I'm trying to build an html table with a "remove" button on each row that once pressed, calls an sql query with the item ID as parameter, that removes an item from the "basket" table on my DB. As for now, when the button is pressed nothing happens. I think the problem should be with the parameter that I pass because when I change the query to remove specific ID when a button pressed, it does work well.
This is part of my code: (if you need the entire file I will supply the rest of the code).
html part:
<td>
<form name="myForm" method="post" action="<?php $_SERVER['PHP_SELF'];?>" >
<input type="submit" class="css3button" value="remove" / > </td>
<input type="hidden" name="Id" id="Id" value="<?php echo $Id; ?>" />
</form>
</td>
php part:
if(isset($_POST['myForm'])){
$removal = sprintf("DELETE FROM Basket WHERE Id='%s'" ,mysql_real_escape_string($Id));
$remove_result = mysql_query($removal);
if (!$remove_result ) {
echo "DB Error, could not query the database
";
echo 'MySQL Error: ' . mysql_error();
exit;
}
}
Put " to end your string in the argument of sprintf.

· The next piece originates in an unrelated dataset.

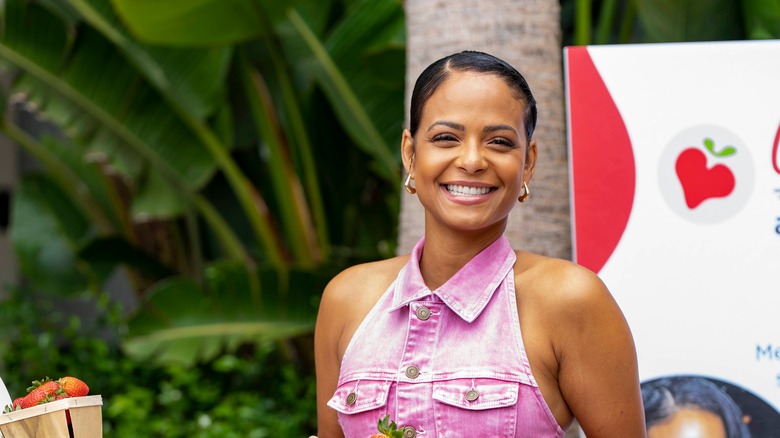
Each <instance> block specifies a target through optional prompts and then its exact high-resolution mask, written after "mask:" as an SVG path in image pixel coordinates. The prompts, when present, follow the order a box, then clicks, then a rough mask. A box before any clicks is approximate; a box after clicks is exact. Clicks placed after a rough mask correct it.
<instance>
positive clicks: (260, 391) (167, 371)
mask: <svg viewBox="0 0 780 438" xmlns="http://www.w3.org/2000/svg"><path fill="white" fill-rule="evenodd" d="M31 297H32V295H31V294H30V293H29V292H27V291H24V292H23V291H11V296H10V297H9V299H7V300H6V301H4V302H3V305H2V306H0V331H1V332H2V333H3V336H4V342H3V344H2V346H1V347H0V374H2V375H3V380H4V382H5V383H6V384H7V386H8V387H9V391H10V392H11V394H12V396H13V397H17V396H21V395H23V394H24V393H25V388H26V387H27V386H28V385H29V384H30V382H31V381H32V380H35V379H40V378H42V377H44V376H49V377H52V378H59V377H62V376H65V375H74V376H76V377H79V378H81V379H83V380H84V381H85V382H86V383H87V384H88V385H89V386H90V393H91V394H93V395H94V394H99V395H101V396H102V398H103V402H104V405H103V421H104V434H105V435H106V436H111V437H117V438H122V437H128V438H129V437H141V436H143V437H165V438H168V437H170V438H176V437H204V438H205V437H272V436H308V435H309V434H311V433H312V432H314V431H315V430H316V424H315V418H316V412H315V411H316V407H315V392H314V389H315V387H314V375H313V363H312V358H311V355H310V353H309V352H310V350H311V339H310V337H301V338H295V339H293V340H291V341H287V342H282V343H260V344H258V345H254V346H253V345H248V344H244V345H241V346H240V347H239V348H236V349H234V350H233V351H232V352H226V351H224V350H221V351H219V352H217V353H216V354H214V355H213V358H212V359H210V360H208V361H199V362H196V363H194V364H192V366H183V365H180V364H167V365H152V364H150V363H148V362H146V361H138V360H135V359H133V358H131V357H129V356H127V355H125V354H124V353H123V352H122V350H121V349H119V348H118V346H117V345H116V344H115V342H114V341H115V340H116V339H117V337H118V335H119V331H120V326H118V325H116V322H117V321H119V320H121V318H120V317H119V315H118V314H117V311H118V310H119V309H118V308H117V307H116V306H114V305H109V304H105V305H103V306H101V307H102V308H101V309H93V310H95V311H96V313H97V314H98V315H100V318H99V319H98V320H97V321H92V320H91V319H89V318H87V319H85V318H80V317H78V316H75V314H74V313H75V312H72V311H63V310H58V309H63V308H68V307H70V308H71V309H72V308H73V307H74V306H75V307H81V306H84V305H85V303H86V301H85V300H83V299H68V300H60V301H58V302H57V303H56V304H54V303H52V302H51V301H50V300H49V299H48V298H47V297H41V296H38V297H36V298H35V299H31ZM111 321H114V322H111ZM63 327H64V328H63Z"/></svg>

I see a few problems here:
$_POST['myForm'] will never be present, only $_POST['Id'] will be.
Unless you defined $Id that we can't see, that will be null so use $_POST['Id'] instead.
Probably just a typo in the question but the string with the query is not closed.
In the form HTML you use <?php echo $Id; ?>, so again you need to verify that $Id holds some data and is not null/undefined.
Try:
if(isset($_POST['Id'])){
$removal = sprintf("DELETE FROM Basket WHERE Id='%s'" ,mysql_real_escape_string($_POST['Id']));
$remove_result = mysql_query($removal);
if (!$remove_result ) {
echo "DB Error, could not query the database
";
echo 'MySQL Error: ' . mysql_error();
exit;
}
}
Your code would not be considered insecure but you really shoud ditch the mysql_* library in favor of PDO or MySQLi and use prepared statements where user input is needed in the query.